Hi,
Can anyone provide a paper evaluating how lowly expressed genes can be detected by PacBio RNA-seq without normalization? The normalization is reducing the highly expressed genes, in order to increase the diversity of detected transcripts [1]. However, to my knowledge, the normalization is not a strait-forward work. Many companies refuse providing the full-length RNA normalization service, because the effect of the normalization is not easy to evaluating.
Indeed, there should be a correlation between the detect power of the PacBio on lowly expressed transcripts and the sequencing depth.
Thank you!
[1] http://www.pacb.com/blog/tutorial-on-iso-seq-method-applications/
I performed Isoseq on a cell line without any type of target enrichment and 2 SMRTcells yielded 550k high quality full length non chimeric reads and 908k low quality non-full length reads.
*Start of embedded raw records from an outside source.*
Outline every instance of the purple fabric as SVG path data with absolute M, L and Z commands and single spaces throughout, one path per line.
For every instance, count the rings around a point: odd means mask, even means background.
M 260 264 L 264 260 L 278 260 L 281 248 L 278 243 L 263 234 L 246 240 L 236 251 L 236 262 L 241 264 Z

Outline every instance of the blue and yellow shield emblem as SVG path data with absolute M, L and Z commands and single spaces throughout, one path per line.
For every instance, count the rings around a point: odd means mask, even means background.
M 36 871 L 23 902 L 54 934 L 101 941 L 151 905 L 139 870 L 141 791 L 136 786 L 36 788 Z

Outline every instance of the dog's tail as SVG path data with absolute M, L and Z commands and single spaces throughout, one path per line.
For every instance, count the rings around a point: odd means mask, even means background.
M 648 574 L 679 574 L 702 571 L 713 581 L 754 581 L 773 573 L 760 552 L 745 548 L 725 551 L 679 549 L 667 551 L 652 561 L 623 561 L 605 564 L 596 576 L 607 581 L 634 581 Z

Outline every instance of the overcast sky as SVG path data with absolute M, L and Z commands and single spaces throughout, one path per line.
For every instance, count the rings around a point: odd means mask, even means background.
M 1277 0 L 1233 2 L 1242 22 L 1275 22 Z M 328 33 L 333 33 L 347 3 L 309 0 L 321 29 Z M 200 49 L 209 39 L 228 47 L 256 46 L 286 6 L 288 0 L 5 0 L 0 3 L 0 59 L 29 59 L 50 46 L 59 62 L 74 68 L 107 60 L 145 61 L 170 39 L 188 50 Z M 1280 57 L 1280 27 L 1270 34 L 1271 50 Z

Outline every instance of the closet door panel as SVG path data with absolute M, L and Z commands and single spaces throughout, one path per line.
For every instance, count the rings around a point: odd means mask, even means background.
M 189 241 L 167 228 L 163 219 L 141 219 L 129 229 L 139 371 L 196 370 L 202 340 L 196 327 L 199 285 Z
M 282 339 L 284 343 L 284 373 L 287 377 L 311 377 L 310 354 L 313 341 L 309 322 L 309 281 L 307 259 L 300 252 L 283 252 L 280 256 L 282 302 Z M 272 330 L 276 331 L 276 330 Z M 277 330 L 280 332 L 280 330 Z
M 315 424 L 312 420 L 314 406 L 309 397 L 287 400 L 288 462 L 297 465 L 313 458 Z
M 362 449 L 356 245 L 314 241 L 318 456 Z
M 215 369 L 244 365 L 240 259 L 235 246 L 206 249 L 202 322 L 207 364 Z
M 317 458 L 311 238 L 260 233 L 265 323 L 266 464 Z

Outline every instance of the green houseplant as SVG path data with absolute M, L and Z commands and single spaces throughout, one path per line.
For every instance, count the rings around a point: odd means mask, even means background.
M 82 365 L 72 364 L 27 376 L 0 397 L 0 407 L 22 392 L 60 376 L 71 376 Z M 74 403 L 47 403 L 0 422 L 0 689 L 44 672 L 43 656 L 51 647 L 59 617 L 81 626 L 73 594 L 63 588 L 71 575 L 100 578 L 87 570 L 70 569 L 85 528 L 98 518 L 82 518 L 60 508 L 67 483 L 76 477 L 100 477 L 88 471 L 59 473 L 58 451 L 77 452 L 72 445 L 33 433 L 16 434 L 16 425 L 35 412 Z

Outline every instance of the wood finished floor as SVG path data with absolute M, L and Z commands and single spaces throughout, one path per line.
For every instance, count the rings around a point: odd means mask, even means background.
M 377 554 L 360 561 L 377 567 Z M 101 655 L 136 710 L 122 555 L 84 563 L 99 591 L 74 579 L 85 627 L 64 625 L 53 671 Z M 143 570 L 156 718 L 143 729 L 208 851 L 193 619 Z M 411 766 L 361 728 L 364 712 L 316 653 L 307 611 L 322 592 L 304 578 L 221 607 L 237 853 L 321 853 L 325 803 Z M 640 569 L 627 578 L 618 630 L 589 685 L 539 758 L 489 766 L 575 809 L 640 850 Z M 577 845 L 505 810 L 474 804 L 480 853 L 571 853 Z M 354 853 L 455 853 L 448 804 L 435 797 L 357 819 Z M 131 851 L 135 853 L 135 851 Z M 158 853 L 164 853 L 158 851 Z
More of these low quality reads are converted to high quality with greater sequencing depth. I got into contact with bioinformatics support on their end and she told me the only way to generate more of the HQ reads was to sequence more. The isoseq pipeline detects the best polymerase read length to use for CCS calculations and optimizes this step in the pipeline, so that when it tries to classify reads as High Quality, it has already generated the "best" CCS reads possible. In order to get a high quality read, the full length transcript must be covered in its entirety by CCS reads (not raw reads), so if you have a low expression transcript this region must not only be covered by raw reads, but it also must be able to produce accurate CCS reads of the transcript. So your conclusion is correct, there is a correlation between the detection power of PacBio on lowly expressed transcripts, and sequencing depth. All this being said, if you are looking for lowly expressed transcripts, I would not recommend doing so without first doing a targeted enrichment strategy, as you may fork out 4 SMRTcells on a cell line and still miss what you are looking for.
What do you mean with "without normalization"? Normalization shouldn't have an effect on the ability of a technology to detect something. In addition, it will depend on how deeply you sequence the library (how many SMRT cells I believe in PacBio sequencing), and how abundant the gene really is.
@WouterDeCoster, Thanks for your reply, I have re-edited my question and provided more information about the normalization and the power of the detection.
Normalization will influence the reported abundance (quantity measurement) of a transcript but not the ability to detect the presence (qualitative measurement).